CHEGAR À CONTEMPLAÇÃO Para José Mattoso, chegamos assim à contemplação, que é o único modo de entender a unicidade e a coerência do ser, compreendendo a diversidade e a complementaridade, a prevenção do conhecimento contra o erro e a ilusão, a consideração do método que valoriza o contexto e o conjunto, o reconhecimento do elo entre a unidade e a diversidade da condição humana, além da aprendizagem de uma identidade planetária, da exigência da atenção ao inesperado e ao incerto como marcas do nosso tempo, da educação para a compreensão mútua entre as pessoas de pertenças e culturas diferentes e do desenvolvimento de uma ética do género humano de acordo com uma cidadania inclusiva – em que insiste Edgar Morin. “Ao captar a realidade pluridimensional do Homem no tempo, nasce nele o verbo silencioso forte de imagens, símbolos e alegorias que não o esgotam, mas indicam o sentido da vida humana sobre a terra, tudo o que se passa no tempo – os grandes impérios, o sofrimento dos excluídos, a renúncia aos bens terrenos, o amor e o desejo, o riso das crianças que brincam no campo, a exploração da terra, a composição de uma sinfonia musical – enfim tudo o que é real.
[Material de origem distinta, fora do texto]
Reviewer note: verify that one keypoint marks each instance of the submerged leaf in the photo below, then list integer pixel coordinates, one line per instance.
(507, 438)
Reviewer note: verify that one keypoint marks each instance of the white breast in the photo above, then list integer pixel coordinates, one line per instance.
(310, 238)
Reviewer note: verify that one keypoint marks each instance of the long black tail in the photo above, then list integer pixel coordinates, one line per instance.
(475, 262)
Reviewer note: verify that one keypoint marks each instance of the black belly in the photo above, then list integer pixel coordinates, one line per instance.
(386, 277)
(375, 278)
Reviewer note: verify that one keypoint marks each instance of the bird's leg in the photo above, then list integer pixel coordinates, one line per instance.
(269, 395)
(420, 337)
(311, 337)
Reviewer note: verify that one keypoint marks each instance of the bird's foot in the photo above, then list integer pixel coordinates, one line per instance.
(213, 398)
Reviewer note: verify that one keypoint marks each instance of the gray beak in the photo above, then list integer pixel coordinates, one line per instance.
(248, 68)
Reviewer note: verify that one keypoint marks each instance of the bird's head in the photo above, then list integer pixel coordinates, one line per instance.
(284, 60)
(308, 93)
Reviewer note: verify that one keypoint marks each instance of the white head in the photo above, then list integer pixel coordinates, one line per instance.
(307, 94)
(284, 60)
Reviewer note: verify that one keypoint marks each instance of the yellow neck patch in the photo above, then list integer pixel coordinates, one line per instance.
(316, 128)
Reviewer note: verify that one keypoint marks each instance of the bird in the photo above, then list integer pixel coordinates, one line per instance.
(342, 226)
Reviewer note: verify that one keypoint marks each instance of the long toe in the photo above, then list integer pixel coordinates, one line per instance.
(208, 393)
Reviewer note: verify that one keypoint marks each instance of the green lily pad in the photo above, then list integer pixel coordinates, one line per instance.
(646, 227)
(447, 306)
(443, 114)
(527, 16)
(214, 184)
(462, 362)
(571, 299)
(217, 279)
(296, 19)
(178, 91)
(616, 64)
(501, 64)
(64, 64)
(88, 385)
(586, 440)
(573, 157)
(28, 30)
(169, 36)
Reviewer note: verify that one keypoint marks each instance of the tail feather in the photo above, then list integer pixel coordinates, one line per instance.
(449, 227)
Tudo tem sentido, tudo pode desencadear a exaltação de quem descobre esse mesmo sentido”. E eis-nos diante do paradoxo que é a existência humana, evidenciado no mistério revelado na fórmula de Pedro Calderón de la Barca de que “a vida é sonho”. A História-escrita e a História-vivida explicam uma exigência de compreensão da importância do tempo e da reflexão, da contemplação e do mistério… José Mattoso, foi um profundo renovador da moderna historiografia em Portugal, sendo exemplar nos novos métodos e na revelação de muitos enigmas, renovando a investigação como um campo de complexidade e de compreensão, até para se entender a necessidade de uma melhor vivência democrática, bem como da defesa efetiva do património cultural e de uma relação europeia e global mais profícua.